7. The method of claim 3, where one of the first component or the second component, in the mobile device, operate at one time.

8. A system comprising:

a mobile device to:

create a network address for the mobile device, the network address allowing the mobile device to communicate across a mobile network;

associate the network address with a name for the mobile device;

store the network address and the name for the mobile device in a first component, the first component being a part of the mobile device;

update the network address, for the mobile device, to a new network address;

associate the new network address with the name for the mobile device;

store the new network address in the first component; and

send the new network address to a first server, to permit a user device to obtain the new network address, from the first server, based on the name for the mobile device.

9. The system of claim 8, where the mobile device is to:

store the new network address and the name for the mobile device in a second component, the second component being a part of the mobile device and being a separate component than the first component; and

send, using the second component, the new network address to a second server.

10. The system of claim 9, where, when sending the new network address to the second server, the mobile device is further to:

determine that an interval of time has expired, and sending the new network address to the second server based on determining that the interval of time has expired.

11. The system of claim 9, where the first component and the second component operate at the same time.

12. The system of claim 9, where one of the first component or the second component is to operate at one time.

13. A computer-readable medium, comprising:

one or more instructions that, when executed by one or more processors of a mobile device, cause the one or more processors to:

create a network address for the mobile device, the network address allowing the mobile device to communicate across a network;

associate the network address with a name for the mobile device;

update the network address, for the mobile device, to a new network address;

associate the new network address with the name for the mobile device;

store the new network address in the first component;

send the new network address to a first server; and

receive a request for information from a user device that received the new network address from the first server, and communicated with the mobile device with the new network address.
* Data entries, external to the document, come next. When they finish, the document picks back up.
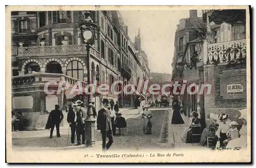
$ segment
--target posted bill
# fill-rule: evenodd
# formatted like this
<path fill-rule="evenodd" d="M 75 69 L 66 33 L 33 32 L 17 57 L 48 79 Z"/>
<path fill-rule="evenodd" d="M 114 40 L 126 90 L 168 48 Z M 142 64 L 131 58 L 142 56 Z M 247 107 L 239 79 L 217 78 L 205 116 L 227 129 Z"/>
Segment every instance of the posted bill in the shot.
<path fill-rule="evenodd" d="M 7 6 L 7 161 L 251 162 L 249 9 Z"/>

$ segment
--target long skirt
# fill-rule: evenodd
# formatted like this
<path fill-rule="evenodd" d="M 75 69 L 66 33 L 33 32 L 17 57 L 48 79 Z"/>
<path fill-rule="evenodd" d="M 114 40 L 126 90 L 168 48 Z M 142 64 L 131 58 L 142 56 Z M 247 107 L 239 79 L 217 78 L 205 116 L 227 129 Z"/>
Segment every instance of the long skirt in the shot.
<path fill-rule="evenodd" d="M 181 140 L 182 140 L 183 142 L 186 142 L 186 140 L 187 139 L 187 132 L 188 132 L 189 129 L 189 127 L 187 127 L 184 129 L 183 133 L 182 133 L 182 135 L 181 136 Z"/>

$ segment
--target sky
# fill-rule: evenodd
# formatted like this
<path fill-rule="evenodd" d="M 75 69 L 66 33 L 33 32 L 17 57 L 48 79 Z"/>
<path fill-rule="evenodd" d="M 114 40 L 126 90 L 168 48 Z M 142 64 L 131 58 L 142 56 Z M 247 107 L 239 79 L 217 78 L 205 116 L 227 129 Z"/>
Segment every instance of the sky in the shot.
<path fill-rule="evenodd" d="M 134 41 L 140 29 L 141 45 L 147 55 L 151 72 L 172 74 L 174 38 L 179 20 L 189 17 L 189 10 L 120 11 Z M 198 16 L 200 15 L 198 11 Z"/>

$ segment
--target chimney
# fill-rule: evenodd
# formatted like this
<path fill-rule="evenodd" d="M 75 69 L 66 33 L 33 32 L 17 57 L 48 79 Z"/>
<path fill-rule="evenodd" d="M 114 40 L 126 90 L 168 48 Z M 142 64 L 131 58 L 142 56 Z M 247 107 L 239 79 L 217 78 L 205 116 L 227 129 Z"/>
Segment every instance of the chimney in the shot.
<path fill-rule="evenodd" d="M 126 33 L 126 34 L 128 34 L 128 27 L 127 26 L 125 26 L 124 27 L 124 29 L 125 30 L 125 32 Z"/>
<path fill-rule="evenodd" d="M 189 10 L 189 18 L 197 17 L 197 10 Z"/>

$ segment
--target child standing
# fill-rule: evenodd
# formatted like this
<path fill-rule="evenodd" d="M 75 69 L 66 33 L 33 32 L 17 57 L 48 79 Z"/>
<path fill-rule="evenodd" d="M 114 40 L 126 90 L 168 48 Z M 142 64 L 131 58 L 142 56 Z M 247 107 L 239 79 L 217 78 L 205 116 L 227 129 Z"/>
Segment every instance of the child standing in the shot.
<path fill-rule="evenodd" d="M 227 139 L 223 141 L 223 143 L 227 145 L 228 141 L 239 137 L 239 132 L 237 128 L 238 124 L 237 122 L 232 122 L 230 124 L 231 128 L 227 130 L 226 135 Z"/>

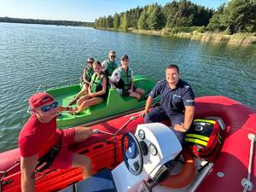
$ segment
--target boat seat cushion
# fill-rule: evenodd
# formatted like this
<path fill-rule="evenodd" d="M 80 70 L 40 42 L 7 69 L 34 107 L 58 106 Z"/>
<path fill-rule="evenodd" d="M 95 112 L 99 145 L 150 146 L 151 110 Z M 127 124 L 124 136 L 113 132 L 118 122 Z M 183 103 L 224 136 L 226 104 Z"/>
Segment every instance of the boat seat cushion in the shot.
<path fill-rule="evenodd" d="M 117 192 L 109 169 L 104 169 L 87 179 L 68 186 L 61 192 Z"/>

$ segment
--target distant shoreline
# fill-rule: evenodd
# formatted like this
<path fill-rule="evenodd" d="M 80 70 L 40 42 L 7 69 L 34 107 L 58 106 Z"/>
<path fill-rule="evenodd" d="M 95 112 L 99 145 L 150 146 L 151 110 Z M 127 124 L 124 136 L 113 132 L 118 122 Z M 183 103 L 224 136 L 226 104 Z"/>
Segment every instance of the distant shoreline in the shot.
<path fill-rule="evenodd" d="M 128 29 L 126 32 L 119 29 L 113 28 L 96 28 L 107 31 L 131 32 L 137 34 L 145 35 L 156 35 L 156 36 L 172 36 L 175 38 L 189 38 L 191 40 L 204 41 L 204 42 L 216 42 L 216 43 L 226 43 L 228 44 L 242 45 L 256 44 L 256 33 L 240 32 L 234 33 L 232 35 L 227 35 L 224 32 L 199 32 L 194 31 L 192 32 L 177 32 L 172 33 L 165 30 L 151 31 L 151 30 L 138 30 L 138 29 Z"/>
<path fill-rule="evenodd" d="M 75 21 L 75 20 L 35 20 L 35 19 L 0 17 L 0 22 L 94 27 L 94 22 L 83 22 L 83 21 Z"/>

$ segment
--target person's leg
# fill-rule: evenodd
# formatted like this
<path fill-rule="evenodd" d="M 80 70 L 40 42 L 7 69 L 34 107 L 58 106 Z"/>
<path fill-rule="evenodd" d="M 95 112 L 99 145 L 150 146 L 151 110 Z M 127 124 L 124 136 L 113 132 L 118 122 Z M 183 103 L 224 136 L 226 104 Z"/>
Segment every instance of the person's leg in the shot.
<path fill-rule="evenodd" d="M 72 105 L 73 103 L 76 102 L 82 96 L 86 95 L 88 92 L 88 84 L 84 84 L 82 90 L 68 102 L 68 106 Z"/>
<path fill-rule="evenodd" d="M 84 96 L 88 93 L 88 84 L 84 84 L 82 90 L 79 92 L 78 95 L 76 95 L 76 96 L 74 97 L 75 100 L 79 99 L 82 96 Z"/>
<path fill-rule="evenodd" d="M 83 179 L 89 177 L 92 174 L 92 163 L 89 157 L 74 154 L 72 160 L 72 167 L 80 167 L 82 169 Z"/>
<path fill-rule="evenodd" d="M 80 99 L 79 99 L 78 101 L 78 105 L 81 105 L 84 101 L 88 100 L 88 99 L 90 99 L 90 96 L 86 95 L 84 96 L 82 96 Z"/>
<path fill-rule="evenodd" d="M 162 108 L 156 107 L 144 117 L 144 123 L 161 122 L 165 119 L 168 119 L 166 113 Z"/>
<path fill-rule="evenodd" d="M 83 102 L 79 106 L 78 106 L 77 109 L 75 110 L 75 113 L 79 113 L 84 110 L 84 108 L 89 108 L 90 106 L 97 105 L 103 102 L 102 97 L 93 97 Z"/>

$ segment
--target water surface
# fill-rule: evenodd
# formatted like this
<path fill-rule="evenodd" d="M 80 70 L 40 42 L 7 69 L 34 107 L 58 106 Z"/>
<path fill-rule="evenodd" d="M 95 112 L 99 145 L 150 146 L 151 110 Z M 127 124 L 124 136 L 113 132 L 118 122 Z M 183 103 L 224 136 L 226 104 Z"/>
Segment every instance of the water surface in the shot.
<path fill-rule="evenodd" d="M 256 46 L 230 46 L 171 37 L 85 27 L 0 23 L 0 152 L 17 147 L 29 117 L 27 99 L 40 84 L 79 81 L 84 60 L 127 54 L 135 73 L 158 81 L 170 63 L 196 96 L 222 95 L 256 109 Z M 43 89 L 44 90 L 44 89 Z"/>

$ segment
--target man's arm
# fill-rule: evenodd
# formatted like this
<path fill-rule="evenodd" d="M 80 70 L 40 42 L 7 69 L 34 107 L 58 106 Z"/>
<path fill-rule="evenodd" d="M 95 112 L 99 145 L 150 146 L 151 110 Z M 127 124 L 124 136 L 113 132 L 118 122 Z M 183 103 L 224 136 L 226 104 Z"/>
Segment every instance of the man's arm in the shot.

14. The computer-readable medium of claim 13, further comprising:

one or more instructions that, when executed by the one or more processors, cause the one or more processors to:

send, using the second component, the new network address to a second server.

15. The computer-readable medium of claim 14, where the second component is a DDNS component and the second server is a DDNS server.

16. The computer-readable medium of claim 14, where one of the first component or the second component operates at one time.

17. The computer-readable medium of claim 13, where the network address is a private network address.

18. A method comprising:

receiving, by a server, a first name and a first network address for a first mobile device;

receiving, by the server, a second name and a second network address for a second mobile device;

storing, by the server, the first name and the first network address for the first mobile device in a first specified storage portion of memory associated with a first entity;

storing, by the server, the second name and the second network address for the second mobile device in a second specified storage portion of memory associated with a second entity;

receiving, by the server, a first request from a first user device, the first request including the first name of the first mobile device;

sending, by the server, the first network address to the first user device;

receiving, by the server, a second request from a second user device, the second request including the second name of the second mobile device; and

sending, by the server, the second network address to the second user device.

19. The method of claim 18, where first entity and the second entity are different entities.

20. The method of claim 18, where the first network address is a public network address and the second network address is a private network address.